The scale of the challenges posed by ending our contribution to climate change can feel daunting: sweeping structural changes will affect many facets of our day-to-day lives. But it is clear that building social justice into climate action should not be seen as a burden, or an optional element of the transition. We must tackle climate, social and economic challenges at the same time. We can take positive steps towards building a net-zero country that is also a fairer country.

Recognising the transition as a collective endeavour can be a powerful catalysing force for national renewal as we emerge from the harms caused by the pandemic. We need to meet our climate change targets, and pursue the promise of good quality green jobs, revitalised communities, and improved health. These are all attainable goals and are well worth striving for.

This report sets out our view of some of the key challenges that need to be addressed if we are to deliver a just transition here in Scotland. It recommends practical steps that could be taken. We have tried to include examples – mostly good but sometimes salutory lessons – that we can learn from. Quotes from our call for evidence are included as a powerful reminder of the potential this transition offers. Case studies give a flavour of what has already been achieved. Finally we look ahead to the future of just transition in Scotland and consider what arrangements may be needed to maintain momentum behind this agenda.

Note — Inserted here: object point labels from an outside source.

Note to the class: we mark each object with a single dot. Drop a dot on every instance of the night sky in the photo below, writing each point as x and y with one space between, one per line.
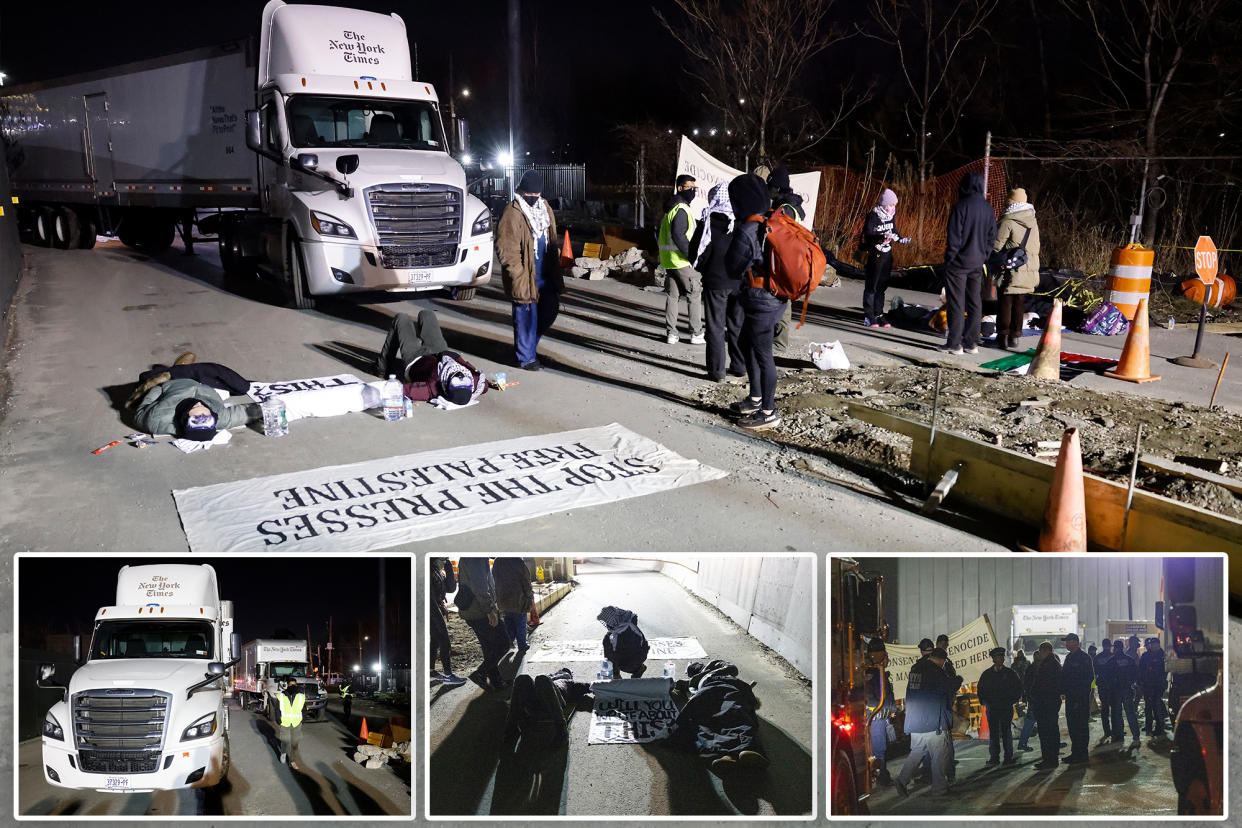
61 595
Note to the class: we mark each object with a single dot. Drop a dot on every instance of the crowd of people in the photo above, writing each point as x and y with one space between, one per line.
1112 680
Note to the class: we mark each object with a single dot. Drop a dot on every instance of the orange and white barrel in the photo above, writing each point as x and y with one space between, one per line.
1129 277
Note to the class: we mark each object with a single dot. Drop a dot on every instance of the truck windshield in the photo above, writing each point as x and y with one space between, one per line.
152 639
319 121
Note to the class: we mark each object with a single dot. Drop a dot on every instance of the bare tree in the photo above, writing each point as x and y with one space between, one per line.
929 37
748 57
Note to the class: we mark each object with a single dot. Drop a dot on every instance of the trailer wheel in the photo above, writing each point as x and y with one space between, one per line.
66 229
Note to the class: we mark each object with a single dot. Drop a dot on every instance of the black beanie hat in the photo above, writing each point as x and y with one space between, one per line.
530 183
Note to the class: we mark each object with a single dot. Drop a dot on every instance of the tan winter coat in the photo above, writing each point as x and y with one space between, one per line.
1009 234
516 248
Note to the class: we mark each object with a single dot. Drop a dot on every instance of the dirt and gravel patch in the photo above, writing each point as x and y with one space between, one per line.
986 406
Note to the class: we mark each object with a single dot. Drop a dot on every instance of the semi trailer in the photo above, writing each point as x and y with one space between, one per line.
321 160
145 709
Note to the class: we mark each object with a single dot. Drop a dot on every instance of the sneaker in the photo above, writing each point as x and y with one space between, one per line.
745 406
759 421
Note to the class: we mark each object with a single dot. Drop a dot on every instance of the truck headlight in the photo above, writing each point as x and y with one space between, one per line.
204 726
52 728
327 225
482 224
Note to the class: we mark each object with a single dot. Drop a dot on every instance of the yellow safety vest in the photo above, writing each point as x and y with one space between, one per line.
670 257
291 711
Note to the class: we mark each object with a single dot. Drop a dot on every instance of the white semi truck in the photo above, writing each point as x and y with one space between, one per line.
326 159
145 709
266 664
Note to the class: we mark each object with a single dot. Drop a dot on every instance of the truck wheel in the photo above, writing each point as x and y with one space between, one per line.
296 276
66 229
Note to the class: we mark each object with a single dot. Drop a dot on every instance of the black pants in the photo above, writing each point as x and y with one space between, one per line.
1077 723
1009 317
723 314
494 643
410 339
879 267
441 646
961 296
1047 719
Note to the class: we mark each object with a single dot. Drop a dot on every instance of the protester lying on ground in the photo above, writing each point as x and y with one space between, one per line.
188 409
624 644
718 721
537 709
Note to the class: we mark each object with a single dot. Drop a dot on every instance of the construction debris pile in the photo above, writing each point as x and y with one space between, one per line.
1012 411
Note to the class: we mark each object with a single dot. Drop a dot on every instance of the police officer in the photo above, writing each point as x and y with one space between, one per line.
928 721
879 705
1154 680
1104 683
292 702
999 690
1076 679
1125 673
1045 695
676 230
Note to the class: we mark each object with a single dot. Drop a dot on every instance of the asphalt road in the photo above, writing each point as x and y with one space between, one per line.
468 774
87 322
328 783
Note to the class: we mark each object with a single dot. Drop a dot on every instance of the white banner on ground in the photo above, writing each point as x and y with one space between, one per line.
968 649
593 651
415 497
260 391
709 171
629 711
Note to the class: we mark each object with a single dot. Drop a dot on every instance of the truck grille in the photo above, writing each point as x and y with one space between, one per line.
417 225
119 730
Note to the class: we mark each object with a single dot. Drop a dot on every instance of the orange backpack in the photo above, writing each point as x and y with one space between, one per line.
794 261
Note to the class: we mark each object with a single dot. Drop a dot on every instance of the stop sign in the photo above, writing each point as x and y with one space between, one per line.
1205 260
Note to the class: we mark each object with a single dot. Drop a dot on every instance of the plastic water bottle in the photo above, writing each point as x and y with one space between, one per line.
394 407
276 422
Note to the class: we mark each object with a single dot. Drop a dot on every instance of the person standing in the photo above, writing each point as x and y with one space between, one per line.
722 299
1154 680
928 721
878 234
1125 674
291 703
791 204
969 237
1012 287
514 596
881 705
999 690
476 603
1046 700
1076 679
676 230
760 306
525 246
1103 664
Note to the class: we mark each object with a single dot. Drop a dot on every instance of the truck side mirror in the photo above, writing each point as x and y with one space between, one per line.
347 164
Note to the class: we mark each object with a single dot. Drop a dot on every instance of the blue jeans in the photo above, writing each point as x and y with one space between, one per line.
763 309
516 627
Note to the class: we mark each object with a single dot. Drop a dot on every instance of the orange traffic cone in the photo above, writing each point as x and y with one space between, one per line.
1046 364
1065 519
1135 363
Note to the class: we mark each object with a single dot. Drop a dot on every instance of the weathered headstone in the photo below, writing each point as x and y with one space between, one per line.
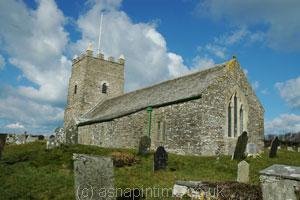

Our work over the last two years has resulted in a range of recommendations for Scottish Government, and others. However, we can summarise our call to action in four simple messages:

1. Pursue an orderly, managed transition to net-zero that creates benefits and opportunities for people across Scotland. Delivery of this must be a national mission

Fundamental changes to the way we live, work and do business could have a positive impact on Scotland's overall economy. The impact will differ widely across sectors and regions. Just transition roadmaps will give direction and confidence, driving investment that brings jobs, skills and value to Scotland; stakeholders will work together on robust plans; government business support will be more explicitly linked to emissions reductions, stronger local supply chains and Fair Work. These fundamentals can be a catalyst for action across the public and private sectors.

2. Equip people with the skills and education they need to benefit from the transition

Scotland's citizens need to be supported to take up new opportunities and adapt to changes that could affect them. We need a flexible and accessible skills and education system that can meet the needs of a net-zero economy and address inequalities. Specific interventions will be needed for some, such as those in carbon-intensive industries, farmers and land managers and small businesses, particularly in construction and transport.

3. Empower and invigorate our communities and strengthen local economies

An inclusive green recovery from the pandemic ensures people have a say in climate action and strengthens local economies. A just transition is shaped by Scotland's citizens, not imposed on them. It energises social partnerships and local democracy and develops places and communities that are designed for net-zero and improved wellbeing. It empowers consumers to choose local products, such as sustainably produced food and drink.

4. Share benefits widely and ensure burdens are distributed on the basis of ability to pay.

Our current approach to funding decarbonisation is not fit for purpose. The adoption of new technologies and new ways of buying and selling electricity will rapidly increase as we move to net-zero. Smart innovations and modifications in transport, housing and energy systems will not all be universally accessible and may exacerbate existing inequalities. A just transition refocuses on wellbeing; it uses the power of government intervention and public finance (such as the Scottish National Investment Bank and public pension funds) to drive action; it explores new funding methods for local projects; it fully explores the distributional impact of taxes; it ensures new technologies and services are delivered in a way that works for people, and improves the lives of the most vulnerable in our society.